В начале сентября состоялся первый процесс по бийскому делу. Следствие стремилось в ударные сроки выполнить пожелание высшего начальства. Для этого дело разделили на две группы и сосредоточились на пожарной подготовке первого показательного процесса. Судили 7 человек (Трубниковых, Панькина, Ченцова, Лукьянова, Филатова и Охотникова). Судя по некоторым невыясненным вопросам (например, о судьбе денег Трубниковых), следствие, готовя обвинение, скорее всего «рубило концы» и в спешке не очень заботилось о качестве расследования. Процесс продолжался три дня — с 5 по 7 сентября. Он проходил в клубе на 300 мест, на улицу выставили репродуктор.[690]
Спустя месяц (3–6 октября) состоялся суд над второй группой обвиняемых — Лисиным, Кукоевым, Мельниковым, Косых, Ляховым и Чернышевым.Три зачинщика беспорядков были приговорены к смертной казни (впоследствии мера наказания снижена), остальные к очень длительным срокам заключения (в основном от 12 до 15 лет лишения свободы). Местные начальники, должностные нарушения и упущения которых создали в Бийске обстановку, благоприятную для возникновения массовых беспорядков, отделались легким испугом. В большинстве случаев дело ограничилось партийными выговорами. И только один человек — заместитель начальника городского отдела милиции — был снят с работы «за проявленную нерешительность в ликвидации беспорядков и за необеспечение борьбы с нарушителями порядка».[691]
Глава 13
Феномен Новочеркасска
Социальный и политический контекст волнений в Новочеркасске
«Коммунистическая» версия событий в Новочеркасске, самого значительного и известного стихийного народного выступления против власти в послевоенной истории СССР, проста и неубедительна: «хулиганствующие» и уголовные элементы, тайные и явные антисоветчики, пьяницы и маргиналы с помощью провокаций, угроз и принуждения сбили с правильного пути толпу несознательных рабочих и, несмотря на усилия «сознательных» — коммунистов, комсомольцев, дружинников и «передовиков», повели ее за собой против Советской власти.
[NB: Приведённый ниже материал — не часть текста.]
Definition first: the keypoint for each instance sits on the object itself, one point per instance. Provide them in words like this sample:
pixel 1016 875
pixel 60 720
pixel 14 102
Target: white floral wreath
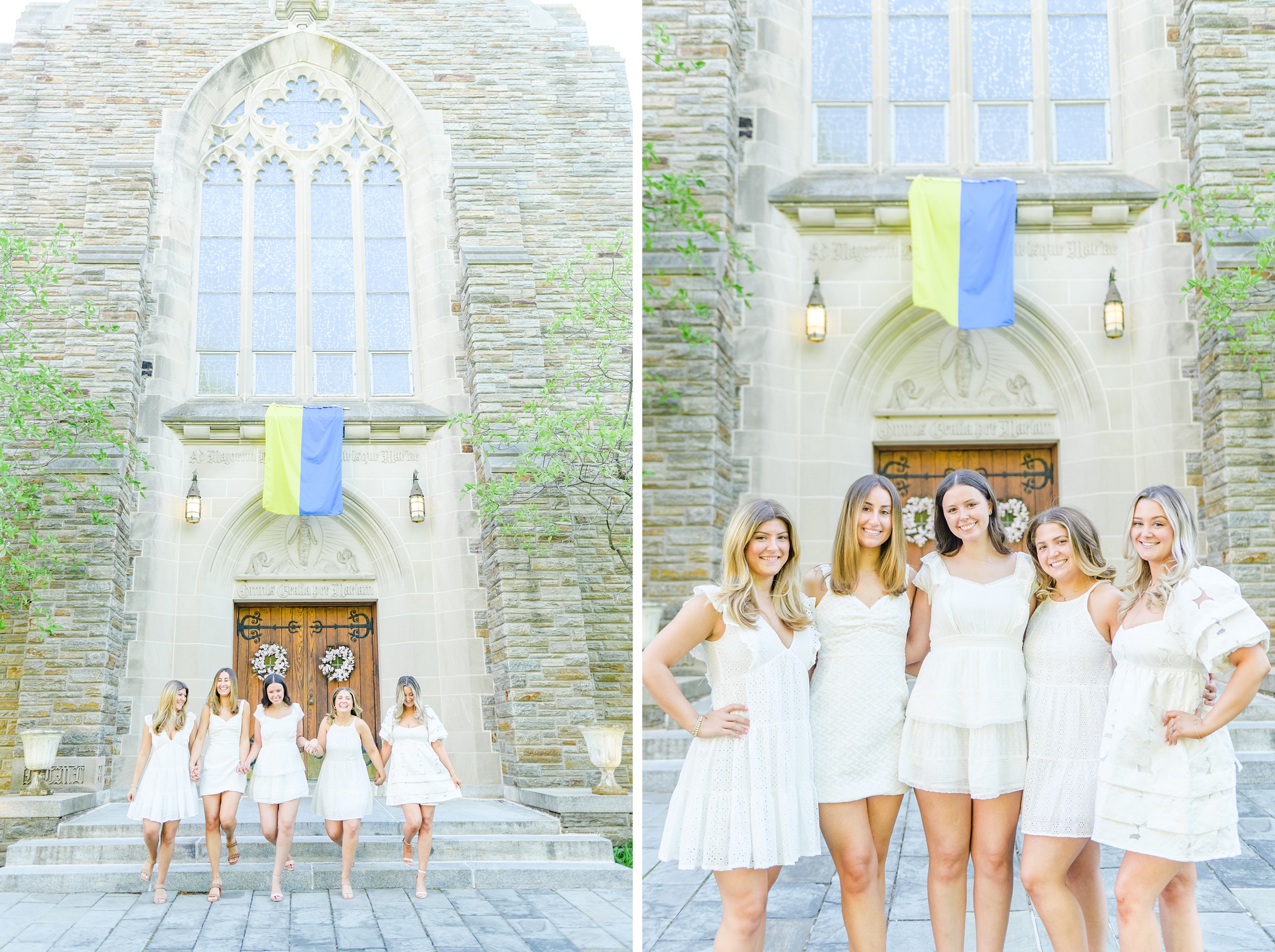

Эта безотказная схема, отработанная еще в первые годы режима для объяснения «необъяснимых» с точки зрения большевистских идеологических мифов выступлений народа против «своей» власти, в 1960-е гг. уже не казалась достаточно убедительной и идеологически эффективной даже самой коммунистической верхушке.
Размах событий был таким, что узнай о них (даже в официальной интерпретации) население всей страны, возмущенное обидным повышением цен 1962 г., и феномен Новочеркасска вполне мог превратиться в новочеркасский синдром. Известия о таких крупных волнениях обычно избавляют народ от ощущения бесперспективности любого выступления против режима (все равно, мол, никто не поддержит, вокруг кишат осведомители КГБ, которые тут же донесут и т. п.) и, будучи преданы гласности, способны стать вдохновляющим примером для недовольных. А если таких недовольных — целая страна (кому же нравится, когда зарплата снижается, а цены растут), то тогда предпочтительнее пренебречь возможным устрашающим эффектом от жестокого судилища над «зачинщиками» и сохранить события в тайне, сделав их как бы и «небывшими». Поэтому, несмотря на открытые показательные процессы над участниками волнений в Новочеркасске, информацию о событиях за пределы города постарались не выпускать, а городских жителей запугали настолько, что они вообще боялись откровенно обсуждать итоги судебной расправы над зачинщиками, опасаясь к тому же, что и сами «засветились» во время волнений. Все знали, что толпу фотографировали переодетые сотрудники КГБ и милиции (одного из них в первый день волнений рабочие расшифровали и избили).
В конечном счете, коммунистические правители в своем внутреннем «семейном» кругу удовлетворились довольно бесхитростной версией своей идеологической и юридической «обслуги», а для «внешнего употребления» предпочли ограничиться привычным молчанием. «Вожди» были не без основания уверены: чем дольше о событиях, подобных новочеркасским, ничего внятного население не узнает, тем дольше прослужит великий советский миф о «нерушимом единстве партии и народа». Одним словом, беспорядки в Новочеркасске, в отличие, например, от Кронштадтского мятежа или антоновщины, в советские учебники истории не попали. Лидеры страны подсознательно чувствовали, что расстрел безоружной толпы, требовавшей от Советской власти, как от какого-нибудь дореволюционного заводчика, хлеба и нормальной зарплаты, совсем не сулил им лавров великих политиков и борцов за дело рабочего класса.